A pretexto de salvar vidas, uma infinidade de e-mails circulam nos correios eletrônicos, sem qualquer comprovação científica e induzem as pessoas ao erro. Um deles, por exemplo, ensina o internauta a 'socorrer' uma vítima de AVC (Acidente Vascular Cerebral) e evitar sequelas. Conforme a mensagem, o primeiro passo é furar a ponta dos dedos de cada mão com uma seringa ou agulha esterilizada e apertá-los até obter uma gota de sangue. Em seguida, aperte os lóbulos das orelhas e pique-os também até sangrarem. A expectativa é que nesta etapa a vítima esteja consciente e possa ser encaminhada ao hospital.
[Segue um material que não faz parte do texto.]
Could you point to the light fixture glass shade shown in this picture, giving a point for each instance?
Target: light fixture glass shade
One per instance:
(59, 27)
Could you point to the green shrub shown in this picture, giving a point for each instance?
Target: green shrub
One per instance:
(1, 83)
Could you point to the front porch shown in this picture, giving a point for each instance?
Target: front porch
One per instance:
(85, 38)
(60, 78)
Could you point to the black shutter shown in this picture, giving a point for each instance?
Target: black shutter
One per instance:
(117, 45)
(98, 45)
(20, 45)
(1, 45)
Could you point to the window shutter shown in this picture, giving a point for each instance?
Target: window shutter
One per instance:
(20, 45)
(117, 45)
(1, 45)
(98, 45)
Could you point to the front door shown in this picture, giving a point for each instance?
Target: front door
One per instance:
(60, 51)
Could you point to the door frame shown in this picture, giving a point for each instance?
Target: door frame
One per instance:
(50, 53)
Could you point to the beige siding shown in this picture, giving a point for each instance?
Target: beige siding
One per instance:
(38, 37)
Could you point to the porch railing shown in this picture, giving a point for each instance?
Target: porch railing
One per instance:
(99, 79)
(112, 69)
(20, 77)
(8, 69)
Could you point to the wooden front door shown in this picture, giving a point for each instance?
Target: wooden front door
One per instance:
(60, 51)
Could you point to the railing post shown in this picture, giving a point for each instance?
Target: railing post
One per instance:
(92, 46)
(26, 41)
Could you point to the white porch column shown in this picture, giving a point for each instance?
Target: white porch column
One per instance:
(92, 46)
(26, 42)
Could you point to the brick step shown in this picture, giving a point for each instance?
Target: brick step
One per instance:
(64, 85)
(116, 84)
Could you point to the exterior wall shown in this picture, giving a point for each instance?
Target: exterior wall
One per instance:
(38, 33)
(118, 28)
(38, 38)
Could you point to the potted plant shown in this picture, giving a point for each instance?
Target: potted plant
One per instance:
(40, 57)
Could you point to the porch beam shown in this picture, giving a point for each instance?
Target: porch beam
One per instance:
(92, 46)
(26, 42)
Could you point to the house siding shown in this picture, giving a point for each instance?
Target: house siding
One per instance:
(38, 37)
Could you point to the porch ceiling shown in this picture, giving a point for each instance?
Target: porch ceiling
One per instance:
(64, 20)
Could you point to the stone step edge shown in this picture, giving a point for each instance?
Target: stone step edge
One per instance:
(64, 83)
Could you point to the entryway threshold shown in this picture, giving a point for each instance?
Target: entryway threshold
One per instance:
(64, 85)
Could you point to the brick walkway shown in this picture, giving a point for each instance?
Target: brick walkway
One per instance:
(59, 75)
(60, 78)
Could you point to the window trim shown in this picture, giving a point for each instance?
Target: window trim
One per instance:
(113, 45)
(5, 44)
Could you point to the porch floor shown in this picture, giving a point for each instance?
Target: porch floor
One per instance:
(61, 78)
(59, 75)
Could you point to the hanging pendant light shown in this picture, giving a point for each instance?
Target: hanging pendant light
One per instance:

O autor ainda faz o seguinte alerta: mantenha a pessoa imóvel durante o 'atendimento' para impedir o rompimento dos vasos capilares e danos irreparáveis como a paralísia.
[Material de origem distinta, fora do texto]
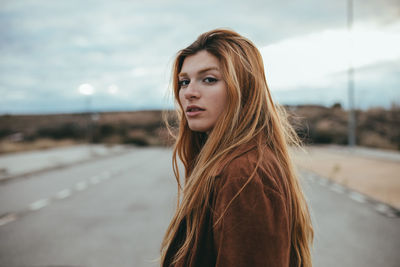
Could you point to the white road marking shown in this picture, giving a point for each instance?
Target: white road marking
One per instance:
(337, 188)
(7, 219)
(323, 182)
(63, 194)
(81, 185)
(39, 204)
(357, 197)
(94, 180)
(382, 208)
(106, 176)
Segundo o neurologista Breno Ferraz, a única recomendação frente um provável AVC é buscar o auxílio médico. ''Diminuir rapidamente a pressão arterial às custas de medicamentos, na verdade, piora o estado da vítima. O indicado é reduzi-la gradualmente porque, neste caso, a hipertensão é uma reação indireta do organismo ao bloqueio da artéria. Inibi-la drasticamente é facilitar a ação do Acidente Vascular Cerebral (AVC)'', explicou. Para ele, a internet é um instrumento valioso quando utilizado com precaução. ''Sites oficiais de entidades médicas ou pertencentes a especialistas renomados podem ser considerados. Todavia, nada substitui o diagnóstico de um profissional'', alerta.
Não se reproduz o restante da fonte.